Historically every World Cup has gone down to the wire and we’ve seen at least three tournaments settled by one three point kick, whether a drop goal or off tee.

Micro results and numbers can be creating a mismatch in defence such as two on one in a ruck. It could be getting your loosehead and hooker to pincer a tighthead and create a two on one push, something few props could deal with. It can be about knowing that after five minutes of red zone pressure, a three point droppie can boost a team whereas a more daring play with a risky pass might mean losing 70 metres of territory – a hammer blow to morale as happened to Owen Farrell in the third British & Irish Lions Test in 2017. One is a positive result, the other a negative one, all based upon one micro decision from the fly-half.

Above all, numbers are also about leadership and experiences – how the tactical leadership changes the micro results through the adaptability I mentioned earlier. It’s therefore absolutely key to win every single one of these micro battles and get a result from each one you play.

My last point on results is the wider picture – how you use the pool stages to inform progress. You have two lives in a Rugby World Cup – lose two games and you’re out, simple. Sometimes, playing the lesser sides early and running up cricket scores can be counterproductive if it means as a team, you’ve gotten lazy and gone off plan to get those scores. Keep measuring each result and keep it real if you want to win!


Gary Player once said ‘The weird thing is, the harder I practice the luckier I get’ and this is how you beat Lady Luck. You don’t give her a chance, but you respect her presence. You remove chance through great preparation and having a contingency plan.
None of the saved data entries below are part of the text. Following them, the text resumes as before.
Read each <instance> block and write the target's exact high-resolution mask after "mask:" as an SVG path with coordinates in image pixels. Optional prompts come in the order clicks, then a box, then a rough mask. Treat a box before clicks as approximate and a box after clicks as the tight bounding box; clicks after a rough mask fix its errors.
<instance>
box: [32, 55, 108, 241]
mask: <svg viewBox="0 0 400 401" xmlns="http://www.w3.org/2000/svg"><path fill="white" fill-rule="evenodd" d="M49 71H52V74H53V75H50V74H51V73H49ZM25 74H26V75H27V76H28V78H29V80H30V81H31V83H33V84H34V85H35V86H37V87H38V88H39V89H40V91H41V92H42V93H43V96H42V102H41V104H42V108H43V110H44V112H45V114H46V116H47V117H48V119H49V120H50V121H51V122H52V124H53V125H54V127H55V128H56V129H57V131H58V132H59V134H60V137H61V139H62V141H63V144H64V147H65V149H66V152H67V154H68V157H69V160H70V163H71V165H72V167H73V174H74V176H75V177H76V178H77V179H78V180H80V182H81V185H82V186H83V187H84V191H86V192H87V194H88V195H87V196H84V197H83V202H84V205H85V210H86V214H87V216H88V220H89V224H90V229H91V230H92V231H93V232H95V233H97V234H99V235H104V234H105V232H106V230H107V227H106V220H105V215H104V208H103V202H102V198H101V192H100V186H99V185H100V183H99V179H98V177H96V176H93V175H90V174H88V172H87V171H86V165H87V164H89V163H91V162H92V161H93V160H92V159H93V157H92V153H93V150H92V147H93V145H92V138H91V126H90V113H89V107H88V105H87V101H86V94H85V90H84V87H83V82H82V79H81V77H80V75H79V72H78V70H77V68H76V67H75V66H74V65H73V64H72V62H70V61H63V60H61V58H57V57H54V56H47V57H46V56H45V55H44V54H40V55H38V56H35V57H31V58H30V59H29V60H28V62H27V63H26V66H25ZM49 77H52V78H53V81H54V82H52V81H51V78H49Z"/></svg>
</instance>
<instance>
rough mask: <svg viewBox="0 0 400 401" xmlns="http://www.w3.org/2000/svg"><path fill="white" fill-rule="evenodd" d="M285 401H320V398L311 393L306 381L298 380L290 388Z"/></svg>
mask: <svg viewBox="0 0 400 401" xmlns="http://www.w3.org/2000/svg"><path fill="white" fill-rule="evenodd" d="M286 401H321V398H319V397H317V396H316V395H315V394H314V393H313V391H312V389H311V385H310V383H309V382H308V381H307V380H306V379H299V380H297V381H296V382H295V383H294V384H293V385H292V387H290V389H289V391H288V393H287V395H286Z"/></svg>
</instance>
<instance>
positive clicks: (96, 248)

When Eddie Jones capped Joe Marchant, Charlie Ewels and company at the end of the warm-ups, this was to hedge his contingency; coaches know they’ll have an injury here or there, but mitigation and contingency against that misfortune is crucial to overcome poor luck.

Equally, we know people fluke tries through ball bounces and small pieces of officiating – you cannot control these but you CAN respond to them.

It’s all about how you respond to the whim of fortune that defines the result and without the putting the hard yards into your Environment, Adaptability, Discipline and Results I can guarantee you that you won’t, in Gary Player’s words, get lucky!

Paul Gustard played for Leicester Tigers, London Irish and Saracens as a flanker. Since retiring in 2009, he has coached Saracens and England as a specialist defence coach and now is director of rugby at Harlequins.